Lynn Nottage's "Intimate Apparel" runs July 4-30 at Bay Street...

Lynn Nottage's "Intimate Apparel" runs July 4-30 at Bay Street Theater in Sag Harbor. Credit: Invision / Charles Sykes

THEATER

BAY STREET THEATER

It’s a season of Pulitzers at the Hamptons’ leading summer theater company in Sag Harbor. Five Pulitzer Prize winners are featured on the creative teams behind the first two summer of ’17 shows.

“The Man in the Ceiling A musical making its world premiere through June 25 is based on a novel by Jules Feiffer, Pulitzer-winning cartoonist. The semi-autobiographical story of a boy who loves to draw is directed by Jeffrey Seller, who won Pulitzers as producer for “Rent” and “Hamilton.”

“Intimate Apparel” July 4-30. Lynn Nottage is the only woman to win two Pulitzers for drama, including “Sweat,” now on Broadway. Her other prize was for “Ruined” in 2009. Like most of her work, “Intimate Apparel” focuses on women of African descent, in this case a seamstress who designs high-fashion lingerie. Bay Street’s season finale is:

“As You Like It” Aug. 8-Sept. 3, by William Shakespeare, who wrote it about three centuries before there was a Pulitzer.

GUILD HALL

“Angry Young Man The John Drew Theater’s co-production with Urban Stages of an American premiere continues through June 18. This unlikely subject for a farce tells the madcap story of a Muslim surgeon who moves to London only to encounter stereotypical assumptions wherever he turns.

You can also catch a solo concert appearance by Broadway’s Bebe Neuwirth on July 21, and the latest edition of “Celebrity Autobiography” on Aug. 25, starring Brooke Shields, Christie Brinkley and Susan Lucci, among others.

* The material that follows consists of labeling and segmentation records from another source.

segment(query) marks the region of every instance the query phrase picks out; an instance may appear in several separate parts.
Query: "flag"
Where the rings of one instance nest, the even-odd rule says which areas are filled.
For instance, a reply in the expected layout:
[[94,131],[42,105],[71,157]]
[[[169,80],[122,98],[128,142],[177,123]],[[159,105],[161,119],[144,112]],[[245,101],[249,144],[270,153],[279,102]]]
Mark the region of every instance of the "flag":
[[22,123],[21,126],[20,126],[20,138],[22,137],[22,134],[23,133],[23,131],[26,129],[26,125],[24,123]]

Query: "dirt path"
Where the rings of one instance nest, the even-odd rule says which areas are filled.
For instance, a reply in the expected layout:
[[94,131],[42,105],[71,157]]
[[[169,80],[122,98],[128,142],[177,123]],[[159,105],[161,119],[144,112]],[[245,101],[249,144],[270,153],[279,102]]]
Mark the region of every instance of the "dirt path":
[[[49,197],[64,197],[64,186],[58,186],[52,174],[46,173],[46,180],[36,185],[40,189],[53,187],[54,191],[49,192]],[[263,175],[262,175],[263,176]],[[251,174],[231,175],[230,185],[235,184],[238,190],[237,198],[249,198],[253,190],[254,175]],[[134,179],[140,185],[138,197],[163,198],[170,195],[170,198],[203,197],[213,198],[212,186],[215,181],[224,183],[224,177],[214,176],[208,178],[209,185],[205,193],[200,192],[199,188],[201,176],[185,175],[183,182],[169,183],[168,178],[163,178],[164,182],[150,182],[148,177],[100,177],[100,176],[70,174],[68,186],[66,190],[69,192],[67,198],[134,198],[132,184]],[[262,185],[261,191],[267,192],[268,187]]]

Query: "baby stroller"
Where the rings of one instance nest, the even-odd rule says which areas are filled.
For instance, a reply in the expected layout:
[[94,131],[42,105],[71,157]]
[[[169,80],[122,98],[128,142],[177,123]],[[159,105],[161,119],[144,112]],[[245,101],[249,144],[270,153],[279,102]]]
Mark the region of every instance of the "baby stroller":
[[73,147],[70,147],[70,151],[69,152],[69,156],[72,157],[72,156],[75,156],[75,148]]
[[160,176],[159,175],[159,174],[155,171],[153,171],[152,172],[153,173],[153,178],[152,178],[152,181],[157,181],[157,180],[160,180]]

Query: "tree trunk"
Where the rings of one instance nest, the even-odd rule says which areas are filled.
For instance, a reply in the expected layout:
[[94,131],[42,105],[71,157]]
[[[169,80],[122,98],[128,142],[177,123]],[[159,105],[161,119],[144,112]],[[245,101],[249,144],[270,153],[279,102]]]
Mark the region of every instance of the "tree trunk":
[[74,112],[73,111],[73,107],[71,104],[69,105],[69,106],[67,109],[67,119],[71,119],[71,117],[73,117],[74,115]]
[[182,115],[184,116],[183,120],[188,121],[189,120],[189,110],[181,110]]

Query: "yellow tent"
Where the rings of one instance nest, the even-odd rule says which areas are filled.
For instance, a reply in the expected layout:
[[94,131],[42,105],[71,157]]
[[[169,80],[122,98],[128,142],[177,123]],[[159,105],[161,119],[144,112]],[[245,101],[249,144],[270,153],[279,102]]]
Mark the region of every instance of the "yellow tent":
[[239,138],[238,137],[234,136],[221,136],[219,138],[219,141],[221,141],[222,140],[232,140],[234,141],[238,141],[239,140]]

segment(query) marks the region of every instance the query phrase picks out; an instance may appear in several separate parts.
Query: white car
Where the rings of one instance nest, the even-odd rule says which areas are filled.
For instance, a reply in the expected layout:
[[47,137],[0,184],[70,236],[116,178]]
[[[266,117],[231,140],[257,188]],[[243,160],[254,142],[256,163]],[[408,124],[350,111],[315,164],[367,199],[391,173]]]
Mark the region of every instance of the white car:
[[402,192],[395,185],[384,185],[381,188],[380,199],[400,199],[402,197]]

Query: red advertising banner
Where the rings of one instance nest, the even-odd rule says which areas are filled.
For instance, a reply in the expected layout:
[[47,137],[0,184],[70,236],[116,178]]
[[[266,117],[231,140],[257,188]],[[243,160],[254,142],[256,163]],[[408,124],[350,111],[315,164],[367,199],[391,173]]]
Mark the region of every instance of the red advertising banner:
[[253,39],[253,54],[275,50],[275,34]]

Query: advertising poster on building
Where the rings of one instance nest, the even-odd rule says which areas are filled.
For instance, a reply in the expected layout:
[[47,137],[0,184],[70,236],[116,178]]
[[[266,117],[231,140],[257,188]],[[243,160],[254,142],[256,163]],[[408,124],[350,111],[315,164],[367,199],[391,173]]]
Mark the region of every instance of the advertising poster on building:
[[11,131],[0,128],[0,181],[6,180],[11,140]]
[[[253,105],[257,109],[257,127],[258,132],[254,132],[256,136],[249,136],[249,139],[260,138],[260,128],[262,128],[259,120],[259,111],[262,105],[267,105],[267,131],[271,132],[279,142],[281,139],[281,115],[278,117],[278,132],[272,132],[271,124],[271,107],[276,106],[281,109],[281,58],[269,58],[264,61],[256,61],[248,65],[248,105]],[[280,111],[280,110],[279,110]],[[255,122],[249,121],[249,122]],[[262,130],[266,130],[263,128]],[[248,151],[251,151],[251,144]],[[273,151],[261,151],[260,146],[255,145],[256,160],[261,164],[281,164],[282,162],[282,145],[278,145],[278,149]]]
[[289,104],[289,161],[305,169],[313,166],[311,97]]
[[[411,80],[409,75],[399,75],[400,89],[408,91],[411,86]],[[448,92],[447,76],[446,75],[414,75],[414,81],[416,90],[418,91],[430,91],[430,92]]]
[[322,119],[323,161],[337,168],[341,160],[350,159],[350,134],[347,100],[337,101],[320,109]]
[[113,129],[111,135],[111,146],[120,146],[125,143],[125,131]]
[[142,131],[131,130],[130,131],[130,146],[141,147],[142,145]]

WESTHAMPTON BEACH PERFORMING ARTS CENTER

Leslie Odom Jr., Tony winner as the original Aaron Burr in “Hamilton,” appears Aug. 5. You can also see Broadway heartthrob Aaron Tveit (NBC’s “Grease Live”) July 16, and Tony winner Cynthia Erivo (“The Color Purple”) Aug. 20.

Finally, enjoy free outdoor Shakespeare as New York’s Hip to Hip troupe performs “Henry IV, Part 1” and “Measure for Measure” at Southampton’s Agawam Park, Aug. 18-19. Indoors, across the street at the Southampton Arts Center, see “The 39 Steps” Hitchcock farce, July 15-30.

ART

GUILD HALL

“The Innocents” June 17-July 30. Taryn Simon makes her statement, coinciding with the 25th anniversary of the Innocence Project, in an exhibit that offers visual testimony on behalf of felons who were later cleared.

“Avedon’s America” Starting Aug. 12, it encompasses portraits that go far beyond the fashion world though which Richard Avedon gained fame. In this show, his black-and-white photos reflect his recognition of beauty in all its diversity through anonymous faces and figures as well as influential ones, including Janis Joplin, John Cage, Malcolm X and, yes, Donald Trump and Hillary Clinton.

“Jackson Pollock: The Graphic Work” Also starting Aug. 12, it’s a showcase of the artist’s printmaking skills.

PARRISH ART MUSEUM

“John Graham: Maverick Modernist Through July 30, don’t miss works by an artist who was far more influential in his time, the early 20th century, than he’s remembered today. His quirky art was ahead of his time.

“Light | Waves” Starting July 16, the annual Platform project, in which an artist insinuates his work throughout the museum, features Clifford Ross multimedia pieces in the lobby entrance and select spots throughout the permanent collection galleries.

“From Lens to Eye to Hand: Photorealism 1969 to Today” Starting Aug. 6 in the galleries now occupied by Graham paintings, featuring contemporary works by, among many others, Hamptons-based Audrey Flack.

ELSEWHERE IN THE HAMPTONS

Photos by Tony Vaccaro from 1953 are on display through July 29 in “East End Art World” at the Pollock-Krasner House. The Southampton Arts Center’s “Hand-Picked: Selections From the Buhl Collection,” through July 23, is a curiosity — photographs and sculptures of hands. Some, like Georgia O’Keeffe’s, are celebrity hands. Meanwhile, don’t neglect outdoor art. Longhouse Reserve has new works by John Chamberlain, known for his auto-wreck sculptures. He turns to aluminum foil for his shimmering “Foils” amid such Longhouse classics as Yoko Ono’s giant chessboard.